To start I'd like to give a shout out to the floral industry.After years of red pointsettas,I was stunned to find blue pointsettas.There were lavender one too, but I love the shade of blue on these leaves.It looks like someone took a blue pastel and just decided to go to town on the leaves.Hopefully I can make the plant last to next Christmas.One year I had a pointsetta last until July.I don't know what happened to it after that because someone decided to jones it off of the plant stand in the hall.I picked up a more traditional looking one for Fred and Ethel's table.Of course the first thing out of Fred's mouth is "WTF did you bring a Jewish plant home for?" He continued to complain about the prices I paid which were 7 and 9 dollars respectfully.Then he went on to say how he always bought better ones for the restaurant that were cheaper.Of course he would get a better price, buying in bulk does that.There was a lady who had a whole cartful of them and I thought there was a special sale. She was kind enough to let me know that the cart was indeed hers and there more down that way. Some guy tried to line jump at the checkout counter and this woman just nailed him for it. I was standing behind her the entire time and he had come to the line after me. Typical jerk thinks he can get his way just because he exists. She turns around to look at me and I waved.That's when she let him have it. He claimed he didn't see the line. Sure I'm just waiting line because I don't have better things to do.

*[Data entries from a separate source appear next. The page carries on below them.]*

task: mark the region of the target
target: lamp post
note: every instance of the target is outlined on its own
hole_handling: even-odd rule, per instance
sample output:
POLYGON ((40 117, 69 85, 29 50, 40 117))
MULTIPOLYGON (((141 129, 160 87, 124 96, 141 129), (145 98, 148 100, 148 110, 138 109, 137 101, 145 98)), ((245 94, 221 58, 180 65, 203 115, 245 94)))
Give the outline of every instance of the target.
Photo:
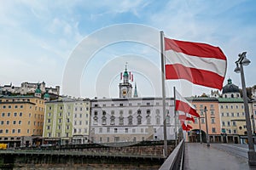
POLYGON ((199 138, 200 138, 200 144, 201 144, 201 117, 199 119, 199 138))
POLYGON ((205 111, 205 116, 206 116, 206 128, 207 128, 207 145, 210 146, 209 134, 208 134, 208 122, 207 122, 207 106, 205 106, 204 111, 205 111))
POLYGON ((249 65, 251 61, 246 58, 246 54, 247 52, 243 52, 242 54, 238 54, 239 59, 237 61, 236 61, 236 67, 234 70, 234 71, 236 73, 241 73, 244 111, 246 116, 247 132, 247 138, 248 138, 248 148, 249 148, 249 150, 247 152, 248 163, 249 165, 256 165, 256 154, 255 154, 254 144, 253 144, 253 135, 252 135, 252 126, 251 126, 250 115, 249 115, 249 106, 248 106, 248 100, 247 100, 244 72, 243 72, 243 65, 249 65))
POLYGON ((253 134, 255 134, 255 120, 254 120, 253 113, 251 118, 252 118, 252 122, 253 122, 253 134))

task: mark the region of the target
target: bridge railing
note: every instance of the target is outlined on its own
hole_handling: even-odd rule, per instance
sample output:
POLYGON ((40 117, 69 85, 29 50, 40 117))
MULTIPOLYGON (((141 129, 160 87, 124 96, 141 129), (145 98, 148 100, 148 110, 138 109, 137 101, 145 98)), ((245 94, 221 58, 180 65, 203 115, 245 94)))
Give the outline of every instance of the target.
POLYGON ((160 170, 178 170, 183 169, 184 156, 184 139, 181 140, 177 146, 172 150, 160 170))

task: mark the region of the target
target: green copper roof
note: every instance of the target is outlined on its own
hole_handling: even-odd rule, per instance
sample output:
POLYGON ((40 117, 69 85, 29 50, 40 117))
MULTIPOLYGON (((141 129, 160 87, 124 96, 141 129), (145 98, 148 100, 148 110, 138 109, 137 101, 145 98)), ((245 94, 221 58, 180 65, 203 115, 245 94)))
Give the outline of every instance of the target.
POLYGON ((218 102, 223 103, 242 103, 243 99, 241 98, 218 98, 218 102))
POLYGON ((48 93, 45 93, 45 94, 44 94, 44 98, 49 98, 49 94, 48 94, 48 93))
POLYGON ((124 76, 129 76, 129 74, 128 74, 128 71, 125 71, 125 72, 124 72, 124 76))
POLYGON ((40 84, 39 83, 38 84, 38 88, 36 89, 35 93, 36 94, 41 94, 42 93, 42 91, 40 89, 40 84))

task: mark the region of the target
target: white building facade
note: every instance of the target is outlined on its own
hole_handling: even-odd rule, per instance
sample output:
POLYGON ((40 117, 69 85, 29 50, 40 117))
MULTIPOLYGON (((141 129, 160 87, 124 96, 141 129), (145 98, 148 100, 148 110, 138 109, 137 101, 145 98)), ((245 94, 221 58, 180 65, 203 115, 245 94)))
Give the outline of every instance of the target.
POLYGON ((90 100, 90 134, 94 143, 163 140, 166 119, 167 139, 174 139, 173 99, 166 99, 163 115, 161 98, 95 99, 90 100))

This past week,I've decluttered some more.Even though, I have a cold I'm still pushing through it.Usually I just want to baby myself.Curl up on the couch and be surrounded by everyone over the counter helper known to man.

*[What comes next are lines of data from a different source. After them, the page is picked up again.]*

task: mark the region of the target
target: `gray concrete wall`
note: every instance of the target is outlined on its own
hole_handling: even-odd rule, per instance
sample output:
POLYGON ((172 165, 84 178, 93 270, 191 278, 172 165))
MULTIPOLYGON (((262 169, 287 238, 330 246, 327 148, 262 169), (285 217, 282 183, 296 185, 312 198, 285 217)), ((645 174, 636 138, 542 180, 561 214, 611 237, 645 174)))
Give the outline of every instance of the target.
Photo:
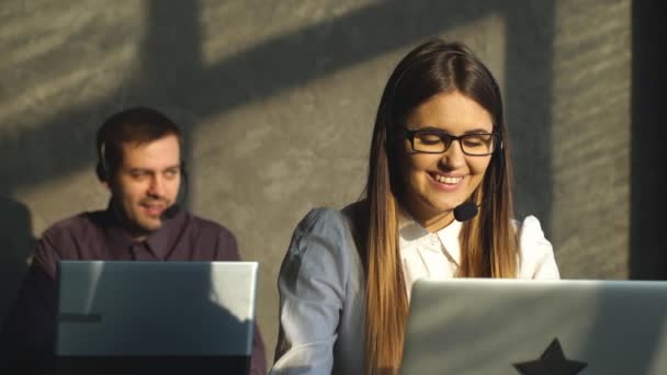
POLYGON ((275 277, 310 207, 360 196, 383 86, 430 36, 498 77, 517 216, 565 277, 628 277, 631 1, 10 1, 0 7, 0 317, 36 237, 101 208, 94 130, 156 106, 185 129, 189 202, 261 262, 269 361, 275 277))

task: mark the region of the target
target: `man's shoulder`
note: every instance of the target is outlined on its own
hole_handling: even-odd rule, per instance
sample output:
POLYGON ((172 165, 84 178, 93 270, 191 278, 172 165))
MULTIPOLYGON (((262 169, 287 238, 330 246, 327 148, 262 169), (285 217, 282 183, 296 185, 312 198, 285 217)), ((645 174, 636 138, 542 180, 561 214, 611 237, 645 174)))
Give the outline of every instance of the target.
POLYGON ((98 227, 102 220, 102 211, 81 212, 65 217, 44 230, 43 236, 58 236, 60 234, 86 232, 90 228, 98 227))

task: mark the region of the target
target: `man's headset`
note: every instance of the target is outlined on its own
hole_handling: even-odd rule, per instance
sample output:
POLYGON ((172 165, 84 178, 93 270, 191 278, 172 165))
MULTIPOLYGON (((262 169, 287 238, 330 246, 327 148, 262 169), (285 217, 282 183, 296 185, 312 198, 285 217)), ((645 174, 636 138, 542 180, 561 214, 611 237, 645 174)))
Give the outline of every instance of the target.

You may think it has to do with Mr. Date but that's farther from the truth.Chez P. ,as I dubbed him, is a good guy.But even I know "He's Just Not That Into Me". Although he's emailed this past week, there was no mention of date number two. I'm totally okay with this. In the past, I'd be consulting astrologyzone.com and have an internal death match with myself about my self esteem. I have no idea what has sparked this change of mind. I don't want to change him. It just didn't work out. I wish he'd just say so but most guys are wusses and want to avoid confrontation.As for new Mr. Potential, I'm not going to hold my breath. I have more important things to do.

The Chicago Sun-Times is doing a five day feature story about single women. I read today's story. The women who were featured appeared to be confident and self-assured about the decisions they have made thus far. That is in sharp contrast to the buzz going on a bitchphd's blog about the article regarding women. After I read the all of the responses I just had to take a step back.

I'm very excited about some job opportunities.There are other things crystallizing in my snowglobe this season but I'm going to leave it to the spirit of the season. Bible verse of today is Matthew 19:26,Everything is possible with God.